MindSpore快速对Wan2.1进行适配,并将其开源至MindSpore ONE仓库,结合昇腾硬件,为开发者提供高效体验。本文将详细介绍如何基于昇思MindSpore和单机Atlas 800T A2,完整实现Wan2.1视频生成的部署流程。
快速上手:5分钟玩转Wan2.1
01 环境准备
CANN下载:
https://www.hiascend.com/developer/download/community/result
MindSpore下载:
https://www.mindspore.cn/install
02 安装依赖
git clone https://github.com/mindspore-lab/mindone
cd mindone/examples/wan2_1
pip install -r requirements.txt
03 模型下载
模型 | 🤗Huggingface | 🤖Modelscope | 说明 |
T2V-14B | https://huggingface.co/Wan-AI/Wan2.1-T2V-14B | https://www.modelscope.cn/models/Wan-AI/Wan2.1-T2V-14B | 支持480P 和720P |
I2V-14B-720P | https://huggingface.co/Wan-AI/Wan2.1-I2V-14B-720P | https://www.modelscope.cn/models/Wan-AI/Wan2.1-I2V-14B-720P | 支持720P |
I2V-14B-480P | https://huggingface.co/Wan-AI/Wan2.1-I2V-14B-480P | https://www.modelscope.cn/models/Wan-AI/Wan2.1-I2V-14B-480P | 支持480P |
T2V-1.3B | https://huggingface.co/Wan-AI/Wan2.1-T2V-1.3B | https://www.modelscope.cn/models/Wan-AI/Wan2.1-T2V-1.3B | 支持480P |
从 Hugging Face 或 ModelScope 下所需的模型,如:
huggingface-cli download Wan-AI/Wan2.1-T2V-14B --local-dir ./Wan2.1-T2V-14B
04 文生视频(T2V)
支持1.3B和14B模型,分辨率可选480P或720P。
-
单卡推理:
python generate.py \
--task t2v-1.3B \
--size 832*480 \
--ckpt_dir ./Wan2.1-T2V-1.3B \
--sample_shift 8 \
--sample_guide_scale 6 \
--prompt "Two anthropomorphic cats in comfy boxing gear and bright gloves fight intensely on a spotlighted stage."

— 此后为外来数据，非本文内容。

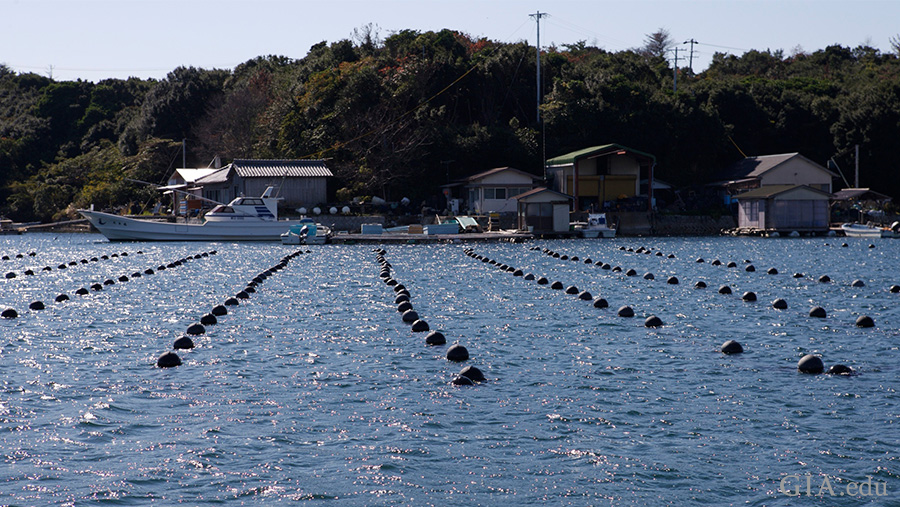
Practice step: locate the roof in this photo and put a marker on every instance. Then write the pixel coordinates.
(262, 168)
(540, 190)
(754, 167)
(859, 194)
(220, 176)
(769, 191)
(496, 170)
(605, 149)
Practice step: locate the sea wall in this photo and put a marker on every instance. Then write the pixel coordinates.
(351, 223)
(652, 224)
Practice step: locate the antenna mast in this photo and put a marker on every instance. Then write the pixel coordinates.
(537, 17)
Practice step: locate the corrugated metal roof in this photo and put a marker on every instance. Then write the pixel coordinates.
(754, 167)
(860, 194)
(539, 190)
(570, 158)
(769, 191)
(220, 176)
(281, 168)
(499, 170)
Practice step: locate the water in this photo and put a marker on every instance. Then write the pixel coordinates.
(315, 390)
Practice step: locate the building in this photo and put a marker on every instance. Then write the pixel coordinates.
(785, 169)
(604, 177)
(298, 182)
(858, 205)
(784, 208)
(543, 211)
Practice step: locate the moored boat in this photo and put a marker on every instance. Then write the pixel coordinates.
(307, 232)
(243, 219)
(596, 227)
(869, 230)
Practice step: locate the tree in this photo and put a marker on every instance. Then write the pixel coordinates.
(657, 43)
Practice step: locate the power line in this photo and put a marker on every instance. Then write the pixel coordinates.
(691, 60)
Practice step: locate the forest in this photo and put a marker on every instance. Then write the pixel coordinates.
(400, 115)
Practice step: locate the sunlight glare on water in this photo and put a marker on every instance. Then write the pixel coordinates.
(314, 388)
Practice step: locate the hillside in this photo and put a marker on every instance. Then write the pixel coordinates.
(398, 117)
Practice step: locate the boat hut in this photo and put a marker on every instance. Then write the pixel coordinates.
(782, 169)
(297, 182)
(601, 176)
(783, 208)
(543, 211)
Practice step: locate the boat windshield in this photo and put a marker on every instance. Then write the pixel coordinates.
(249, 201)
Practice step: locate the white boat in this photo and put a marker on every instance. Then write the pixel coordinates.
(306, 232)
(869, 230)
(243, 219)
(595, 227)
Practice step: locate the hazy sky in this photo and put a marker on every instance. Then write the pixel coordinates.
(98, 39)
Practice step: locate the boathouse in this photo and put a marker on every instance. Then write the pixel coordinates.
(606, 177)
(784, 169)
(297, 182)
(543, 211)
(492, 191)
(783, 208)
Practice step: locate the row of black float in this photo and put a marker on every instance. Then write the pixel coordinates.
(11, 313)
(750, 268)
(171, 359)
(30, 272)
(749, 296)
(808, 364)
(18, 256)
(456, 353)
(598, 302)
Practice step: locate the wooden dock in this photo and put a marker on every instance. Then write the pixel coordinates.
(406, 238)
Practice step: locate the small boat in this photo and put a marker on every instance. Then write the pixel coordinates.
(243, 219)
(595, 227)
(306, 232)
(870, 230)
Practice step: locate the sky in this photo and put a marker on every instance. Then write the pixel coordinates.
(99, 39)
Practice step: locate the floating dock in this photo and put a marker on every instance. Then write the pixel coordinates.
(400, 237)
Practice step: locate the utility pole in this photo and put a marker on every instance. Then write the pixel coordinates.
(691, 58)
(675, 74)
(537, 17)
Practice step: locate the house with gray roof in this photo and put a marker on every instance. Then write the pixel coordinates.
(784, 208)
(783, 169)
(301, 183)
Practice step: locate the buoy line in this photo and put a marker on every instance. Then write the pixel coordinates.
(38, 305)
(731, 346)
(171, 359)
(457, 353)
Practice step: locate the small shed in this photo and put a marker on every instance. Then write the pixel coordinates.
(542, 210)
(600, 175)
(492, 191)
(298, 182)
(784, 208)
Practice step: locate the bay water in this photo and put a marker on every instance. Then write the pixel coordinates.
(314, 389)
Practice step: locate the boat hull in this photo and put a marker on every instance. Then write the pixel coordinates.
(117, 228)
(598, 233)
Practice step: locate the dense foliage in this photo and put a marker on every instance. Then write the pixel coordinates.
(398, 117)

可自定义prompt,生成480P个性化视频,通过调小sample_guide_scale参数增强视频画面质量,或者调大该参数以增强视频-文本匹配程度。
-
多卡加速:
msrun --worker_num=4 --local_worker_num=4 generate.py \
--task t2v-14B \
--size 1280*720 \
--ckpt_dir ./Wan2.1-T2V-14B \
--dit_zero3 --t5_zero3 --ulysses_sp \
--prompt "Two anthropomorphic cats in comfy boxing gear and bright gloves fight intensely on a spotlighted stage."
可开启序列并行和优化器并行加速720P视频生成
05 图生视频(I2V)
支持14B模型,分辨率可选480P或720P。
-
单卡推理:
python generate.py \
--task i2v-14B \
--size 832*480 \
--ckpt_dir ./Wan2.1-I2V-14B-480P \
--image examples/i2v_input.JPG \
--prompt "Summer beach vacation style, a white cat wearing sunglasses sits on a surfboard. The fluffy-furred feline gazes directly at the camera with a relaxed expression. Blurred beach scenery forms the background featuring crystal-clear waters, distant green hills, and a blue sky dotted with white clouds. The cat assumes a naturally relaxed posture, as if savoring the sea breeze and warm sunlight. A close-up shot highlights the feline's intricate details and the refreshing atmosphere of the seaside."
-
多卡加速:
msrun --worker_num=2 --local_worker_num=2 generate.py \
--task i2v-14B --size 1280*720 \
--ckpt_dir ./Wan2.1-I2V-14B-720P \
--dit_zero3 --t5_zero3 --ulysses_sp \
--image examples/i2v_input.JPG \
--prompt "Summer beach vacation style, a white cat wearing sunglasses sits on a surfboard. The fluffy-furred feline gazes directly at the camera with a relaxed expression. Blurred beach scenery forms the background featuring crystal-clear waters, distant green hills, and a blue sky dotted with white clouds. The cat assumes a naturally relaxed posture, as if savoring the sea breeze and warm sunlight. A close-up shot highlights the feline's intricate details and the refreshing atmosphere of the seaside."
06 性能实测:昇腾硬件加速提升效率
性能测试结果如下:
1.3B模型 :资源占用低,生成速度快,适合轻量应用场景。
14B模型 :支持更高分辨率,生成质量更优;多卡并行可显著提升效率,4卡可提速 3.8倍 。
总结
想把脑洞变成视频?赶紧去MindSpore ONE下载代码,动手试试吧!有什么问题,欢迎留言,我们会第一时间帮你解答。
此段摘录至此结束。